Eight former executives and agents of Siemens AG and its subsidiaries have been charged for allegedly engaging in a decade-long scheme to bribe senior Argentine government officials to secure, implement and enforce a $1 billion contract with the Argentine government to produce national identity cards, announced Assistant Attorney General Lanny A. Breuer of the Justice Department’s Criminal Division.
According to the indictment, the government of Argentina issued a tender for bids in 1994 to replace an existing system of manually created national identity booklets with state of the art national identity cards (the DNI project). The value of the DNI project was $1 billion. In 1998, the Argentine government awarded the DNI project to a special-purpose subsidiary of Siemens AG.

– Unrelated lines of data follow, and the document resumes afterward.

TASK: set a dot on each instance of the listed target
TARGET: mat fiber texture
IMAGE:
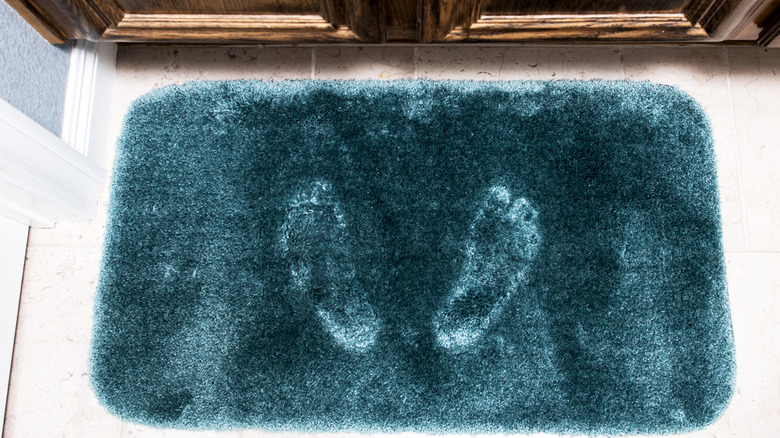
(415, 255)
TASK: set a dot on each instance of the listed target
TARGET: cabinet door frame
(464, 21)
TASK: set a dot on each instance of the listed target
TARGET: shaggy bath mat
(428, 256)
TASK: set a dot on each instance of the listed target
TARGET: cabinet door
(571, 20)
(234, 21)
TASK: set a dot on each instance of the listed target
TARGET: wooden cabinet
(412, 21)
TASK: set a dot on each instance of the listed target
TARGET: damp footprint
(314, 242)
(504, 239)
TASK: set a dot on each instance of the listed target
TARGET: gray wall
(33, 73)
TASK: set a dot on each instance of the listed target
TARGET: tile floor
(739, 87)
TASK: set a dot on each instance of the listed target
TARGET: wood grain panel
(439, 17)
(246, 7)
(575, 7)
(401, 20)
(608, 27)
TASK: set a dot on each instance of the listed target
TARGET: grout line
(313, 61)
(622, 61)
(740, 183)
(416, 64)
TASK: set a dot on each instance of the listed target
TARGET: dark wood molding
(367, 19)
(40, 21)
(228, 28)
(606, 27)
(411, 21)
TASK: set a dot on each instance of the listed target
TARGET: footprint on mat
(314, 242)
(504, 239)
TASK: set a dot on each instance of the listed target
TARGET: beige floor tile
(702, 73)
(754, 291)
(755, 85)
(137, 431)
(554, 63)
(460, 62)
(364, 62)
(169, 65)
(520, 63)
(49, 394)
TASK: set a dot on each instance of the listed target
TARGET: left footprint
(314, 242)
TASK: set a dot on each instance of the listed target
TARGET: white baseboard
(88, 98)
(14, 245)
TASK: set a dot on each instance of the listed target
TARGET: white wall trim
(88, 98)
(14, 245)
(42, 179)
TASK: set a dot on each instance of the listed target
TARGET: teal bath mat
(427, 256)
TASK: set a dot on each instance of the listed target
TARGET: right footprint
(504, 239)
(315, 244)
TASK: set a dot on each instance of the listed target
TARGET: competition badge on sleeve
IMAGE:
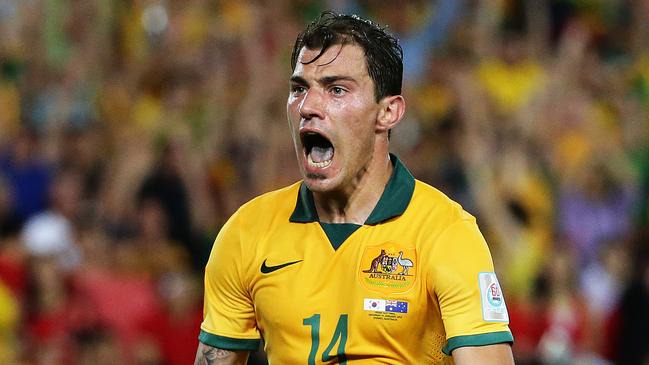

The indictment alleges that during the bidding and implementation phases of the project, the defendants and their co-conspirators caused Siemens to commit to paying nearly $100 million in bribes to sitting officials of the Argentine government, members of the opposition party and candidates for office who were likely to come to power during the performance of the project.
When a new government took power in Argentina, and in the hopes of getting the DNI project resumed, members of the conspiracy allegedly committed Siemens to paying additional bribes to the incoming officials.
In a parallel civil action, the Securities and Exchange Commission (SEC) announced charges against executives and agents of Siemens.